Workers at assisted living communities and other state-funded or licensed providers of services to older adults in Massachusetts will be required to undergo training on the prevention and elimination of discrimination based on sexual orientation and gender identity under legislation signed into law July 26 by Gov. Charlie Baker.

The training, which was mandated under an amendment to the general laws as part of the budget process, also covers improving access to services for lesbian, gay, bisexual and transgender older adults and caregivers. The new law in more extensive than one passed in 2017 in California, which requires training only for those working in long-term care, according to Fenway Health, a Boston-based LGBT healthcare, research and advocacy organization.

“It’s impossible to overstate what this is going to mean for LGBT older adults in Massachusetts,” Lisa Krinsky, LICSW, director of the LGBT Aging Project, a program of Fenway Health, said in a statement. “LGBT people are significantly more likely to age alone without a spouse or partner or children to support them.

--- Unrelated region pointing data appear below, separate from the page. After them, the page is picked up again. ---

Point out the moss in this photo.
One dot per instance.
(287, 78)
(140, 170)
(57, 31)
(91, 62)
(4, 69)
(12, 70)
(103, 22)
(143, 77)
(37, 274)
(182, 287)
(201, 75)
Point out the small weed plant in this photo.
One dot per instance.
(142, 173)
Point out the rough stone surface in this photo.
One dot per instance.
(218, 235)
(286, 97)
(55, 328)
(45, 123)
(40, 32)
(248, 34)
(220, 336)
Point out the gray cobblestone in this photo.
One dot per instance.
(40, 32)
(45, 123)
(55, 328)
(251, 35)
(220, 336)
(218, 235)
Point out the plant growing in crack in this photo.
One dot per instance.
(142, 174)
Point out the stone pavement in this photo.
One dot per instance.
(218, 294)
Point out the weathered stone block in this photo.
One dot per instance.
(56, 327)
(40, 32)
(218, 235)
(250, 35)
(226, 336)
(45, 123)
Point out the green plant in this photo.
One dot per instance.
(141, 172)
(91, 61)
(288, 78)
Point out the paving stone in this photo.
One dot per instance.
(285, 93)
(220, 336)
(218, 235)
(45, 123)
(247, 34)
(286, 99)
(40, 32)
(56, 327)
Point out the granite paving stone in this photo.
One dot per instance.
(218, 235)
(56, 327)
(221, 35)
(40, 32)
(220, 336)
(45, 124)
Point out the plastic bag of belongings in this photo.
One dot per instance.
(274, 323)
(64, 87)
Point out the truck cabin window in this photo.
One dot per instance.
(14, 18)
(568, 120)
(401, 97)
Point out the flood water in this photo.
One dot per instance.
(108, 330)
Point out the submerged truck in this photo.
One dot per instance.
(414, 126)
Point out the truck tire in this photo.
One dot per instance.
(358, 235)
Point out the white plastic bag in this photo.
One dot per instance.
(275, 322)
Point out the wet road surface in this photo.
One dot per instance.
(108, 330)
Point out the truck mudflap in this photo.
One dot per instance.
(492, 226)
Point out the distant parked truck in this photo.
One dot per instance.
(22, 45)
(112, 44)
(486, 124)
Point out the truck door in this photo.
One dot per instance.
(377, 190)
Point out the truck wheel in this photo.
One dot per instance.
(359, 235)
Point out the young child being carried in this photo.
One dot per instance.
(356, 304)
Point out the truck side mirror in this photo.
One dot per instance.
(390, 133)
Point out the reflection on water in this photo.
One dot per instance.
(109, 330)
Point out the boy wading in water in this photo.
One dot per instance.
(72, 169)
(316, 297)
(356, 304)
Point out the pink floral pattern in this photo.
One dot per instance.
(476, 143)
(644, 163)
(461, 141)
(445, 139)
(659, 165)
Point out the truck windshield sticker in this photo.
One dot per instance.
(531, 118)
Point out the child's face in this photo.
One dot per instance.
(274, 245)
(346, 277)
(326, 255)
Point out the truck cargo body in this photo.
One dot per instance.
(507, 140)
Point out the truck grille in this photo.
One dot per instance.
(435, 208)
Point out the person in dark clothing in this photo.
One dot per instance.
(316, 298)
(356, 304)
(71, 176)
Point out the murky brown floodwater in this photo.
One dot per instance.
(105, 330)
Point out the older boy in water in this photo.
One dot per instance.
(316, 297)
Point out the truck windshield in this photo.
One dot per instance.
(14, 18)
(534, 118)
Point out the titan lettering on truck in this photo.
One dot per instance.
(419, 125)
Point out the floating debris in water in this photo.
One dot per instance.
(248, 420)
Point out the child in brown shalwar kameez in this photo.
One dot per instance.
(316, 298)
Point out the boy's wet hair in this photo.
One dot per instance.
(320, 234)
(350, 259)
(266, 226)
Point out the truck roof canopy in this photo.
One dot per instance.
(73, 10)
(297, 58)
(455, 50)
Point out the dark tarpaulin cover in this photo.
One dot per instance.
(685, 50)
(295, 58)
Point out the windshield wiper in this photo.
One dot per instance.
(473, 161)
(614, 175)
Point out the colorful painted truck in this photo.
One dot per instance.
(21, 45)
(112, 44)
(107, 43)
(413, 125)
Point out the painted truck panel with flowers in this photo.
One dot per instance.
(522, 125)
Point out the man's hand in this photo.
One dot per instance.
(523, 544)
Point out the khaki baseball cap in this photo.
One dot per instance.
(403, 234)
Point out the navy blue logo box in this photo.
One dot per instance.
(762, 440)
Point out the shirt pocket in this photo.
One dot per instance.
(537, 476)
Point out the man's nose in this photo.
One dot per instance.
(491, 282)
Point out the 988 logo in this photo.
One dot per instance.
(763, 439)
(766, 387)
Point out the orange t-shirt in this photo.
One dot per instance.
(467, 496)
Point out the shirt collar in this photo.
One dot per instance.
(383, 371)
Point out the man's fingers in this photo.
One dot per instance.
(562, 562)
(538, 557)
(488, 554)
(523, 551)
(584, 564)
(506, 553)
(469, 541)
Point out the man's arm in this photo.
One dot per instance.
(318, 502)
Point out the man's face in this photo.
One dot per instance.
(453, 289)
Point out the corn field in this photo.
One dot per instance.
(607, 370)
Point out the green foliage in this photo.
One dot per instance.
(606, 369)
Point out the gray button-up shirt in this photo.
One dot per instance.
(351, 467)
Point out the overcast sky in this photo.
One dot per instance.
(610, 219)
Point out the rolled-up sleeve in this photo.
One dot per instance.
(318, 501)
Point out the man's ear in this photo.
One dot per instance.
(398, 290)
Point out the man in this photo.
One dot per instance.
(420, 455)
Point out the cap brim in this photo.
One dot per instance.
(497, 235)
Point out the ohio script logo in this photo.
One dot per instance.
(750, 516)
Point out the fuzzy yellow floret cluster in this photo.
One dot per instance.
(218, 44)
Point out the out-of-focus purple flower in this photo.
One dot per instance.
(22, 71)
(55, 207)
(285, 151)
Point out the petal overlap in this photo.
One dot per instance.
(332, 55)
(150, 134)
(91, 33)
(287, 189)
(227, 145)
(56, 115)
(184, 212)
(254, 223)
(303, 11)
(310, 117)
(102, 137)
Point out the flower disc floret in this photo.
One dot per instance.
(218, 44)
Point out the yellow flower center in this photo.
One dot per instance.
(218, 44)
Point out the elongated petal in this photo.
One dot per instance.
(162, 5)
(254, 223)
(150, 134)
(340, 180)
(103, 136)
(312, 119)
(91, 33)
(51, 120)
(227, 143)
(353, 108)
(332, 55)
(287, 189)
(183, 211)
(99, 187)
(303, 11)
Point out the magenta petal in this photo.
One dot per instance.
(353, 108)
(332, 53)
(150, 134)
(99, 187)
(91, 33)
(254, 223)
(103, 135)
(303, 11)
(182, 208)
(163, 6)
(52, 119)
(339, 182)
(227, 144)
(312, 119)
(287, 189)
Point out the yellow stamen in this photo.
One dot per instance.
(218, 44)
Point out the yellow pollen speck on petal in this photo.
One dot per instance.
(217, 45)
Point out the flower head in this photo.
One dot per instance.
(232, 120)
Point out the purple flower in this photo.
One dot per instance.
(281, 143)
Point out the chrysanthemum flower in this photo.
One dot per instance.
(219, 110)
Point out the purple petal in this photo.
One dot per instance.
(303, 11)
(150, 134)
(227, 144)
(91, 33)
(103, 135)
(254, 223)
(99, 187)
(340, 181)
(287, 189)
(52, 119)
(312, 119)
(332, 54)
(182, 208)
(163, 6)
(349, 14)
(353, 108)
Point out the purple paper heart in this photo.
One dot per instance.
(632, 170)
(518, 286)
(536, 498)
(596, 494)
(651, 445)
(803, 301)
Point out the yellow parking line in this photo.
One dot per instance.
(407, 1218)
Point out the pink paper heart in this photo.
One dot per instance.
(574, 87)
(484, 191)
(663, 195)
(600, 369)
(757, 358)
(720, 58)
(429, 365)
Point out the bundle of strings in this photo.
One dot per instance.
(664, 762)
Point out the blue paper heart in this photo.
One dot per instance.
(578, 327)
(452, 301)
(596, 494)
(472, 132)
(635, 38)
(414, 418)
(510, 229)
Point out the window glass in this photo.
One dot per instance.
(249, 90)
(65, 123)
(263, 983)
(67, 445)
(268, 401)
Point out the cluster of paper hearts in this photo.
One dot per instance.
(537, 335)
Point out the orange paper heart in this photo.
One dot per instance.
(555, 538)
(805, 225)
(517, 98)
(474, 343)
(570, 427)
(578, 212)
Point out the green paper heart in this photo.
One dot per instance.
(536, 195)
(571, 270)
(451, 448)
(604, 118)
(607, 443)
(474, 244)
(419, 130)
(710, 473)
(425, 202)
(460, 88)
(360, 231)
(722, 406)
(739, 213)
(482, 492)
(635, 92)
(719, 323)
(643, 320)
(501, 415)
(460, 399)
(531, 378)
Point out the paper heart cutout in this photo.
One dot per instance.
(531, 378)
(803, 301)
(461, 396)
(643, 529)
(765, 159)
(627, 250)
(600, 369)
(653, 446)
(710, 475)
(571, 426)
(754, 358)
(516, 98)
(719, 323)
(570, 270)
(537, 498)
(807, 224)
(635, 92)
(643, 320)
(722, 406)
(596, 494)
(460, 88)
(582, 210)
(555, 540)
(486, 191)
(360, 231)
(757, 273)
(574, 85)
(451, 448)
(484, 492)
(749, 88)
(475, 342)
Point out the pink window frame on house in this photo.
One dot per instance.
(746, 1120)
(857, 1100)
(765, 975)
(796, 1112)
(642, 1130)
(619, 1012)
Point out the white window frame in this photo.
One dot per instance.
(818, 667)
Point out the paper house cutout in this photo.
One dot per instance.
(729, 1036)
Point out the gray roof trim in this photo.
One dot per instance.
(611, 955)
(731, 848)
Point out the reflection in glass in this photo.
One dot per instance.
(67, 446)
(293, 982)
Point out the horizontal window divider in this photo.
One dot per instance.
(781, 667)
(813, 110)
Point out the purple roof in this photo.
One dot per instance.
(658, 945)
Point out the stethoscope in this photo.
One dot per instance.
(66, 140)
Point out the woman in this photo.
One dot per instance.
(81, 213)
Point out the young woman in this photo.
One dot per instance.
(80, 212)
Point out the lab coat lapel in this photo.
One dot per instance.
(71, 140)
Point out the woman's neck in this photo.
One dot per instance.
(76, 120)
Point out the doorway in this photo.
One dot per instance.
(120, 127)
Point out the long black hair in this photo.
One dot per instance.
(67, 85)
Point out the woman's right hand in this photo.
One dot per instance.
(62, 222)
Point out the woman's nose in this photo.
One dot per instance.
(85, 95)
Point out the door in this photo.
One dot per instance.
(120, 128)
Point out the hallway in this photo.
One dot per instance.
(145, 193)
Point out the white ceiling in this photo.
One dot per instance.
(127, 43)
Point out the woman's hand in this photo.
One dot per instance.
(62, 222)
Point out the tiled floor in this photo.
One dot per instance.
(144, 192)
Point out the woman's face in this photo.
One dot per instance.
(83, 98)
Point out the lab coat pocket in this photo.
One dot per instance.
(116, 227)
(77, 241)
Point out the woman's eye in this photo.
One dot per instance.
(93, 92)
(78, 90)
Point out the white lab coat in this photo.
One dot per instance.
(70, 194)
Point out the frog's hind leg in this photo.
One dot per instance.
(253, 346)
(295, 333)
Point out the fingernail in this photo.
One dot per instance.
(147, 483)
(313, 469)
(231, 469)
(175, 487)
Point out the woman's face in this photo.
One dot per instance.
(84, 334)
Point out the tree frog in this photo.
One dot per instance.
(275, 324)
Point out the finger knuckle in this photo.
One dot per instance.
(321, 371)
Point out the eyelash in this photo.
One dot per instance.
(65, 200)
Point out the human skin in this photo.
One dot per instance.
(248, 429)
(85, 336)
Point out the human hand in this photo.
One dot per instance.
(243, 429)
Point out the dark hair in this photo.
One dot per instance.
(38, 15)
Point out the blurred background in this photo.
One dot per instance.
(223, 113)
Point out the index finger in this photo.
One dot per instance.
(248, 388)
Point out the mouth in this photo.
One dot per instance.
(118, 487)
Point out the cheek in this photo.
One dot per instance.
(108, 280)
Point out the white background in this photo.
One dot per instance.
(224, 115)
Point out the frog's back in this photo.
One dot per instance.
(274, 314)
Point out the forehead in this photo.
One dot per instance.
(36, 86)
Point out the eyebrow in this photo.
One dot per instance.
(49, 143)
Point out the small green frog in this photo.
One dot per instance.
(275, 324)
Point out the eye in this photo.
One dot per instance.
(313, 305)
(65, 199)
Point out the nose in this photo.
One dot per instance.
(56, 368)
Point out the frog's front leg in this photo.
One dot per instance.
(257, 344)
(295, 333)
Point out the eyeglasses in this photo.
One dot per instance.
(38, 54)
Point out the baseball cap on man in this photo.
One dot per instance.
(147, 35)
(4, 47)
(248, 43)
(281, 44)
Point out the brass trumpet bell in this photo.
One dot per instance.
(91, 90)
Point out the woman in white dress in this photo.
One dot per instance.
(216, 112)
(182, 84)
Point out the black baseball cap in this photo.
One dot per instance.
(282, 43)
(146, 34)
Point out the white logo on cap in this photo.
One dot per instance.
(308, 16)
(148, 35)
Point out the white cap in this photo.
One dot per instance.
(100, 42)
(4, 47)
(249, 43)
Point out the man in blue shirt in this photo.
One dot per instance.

They are in greater need of formal caregivers such as home health workers and visiting nurses or assisted living communities. They have valid fears about experiencing discrimination based on their sexual orientation or gender identity and expression, and some even feel the need to go back into the closet.”

The state Executive Office of Elder Affairs will develop the training program. All providers of aging services who contract with or receive funding from MassHealth’s office of long-term care or the EOEA, or whose services are certified by EOEA, will be required to complete the training program within 12 months of beginning employment.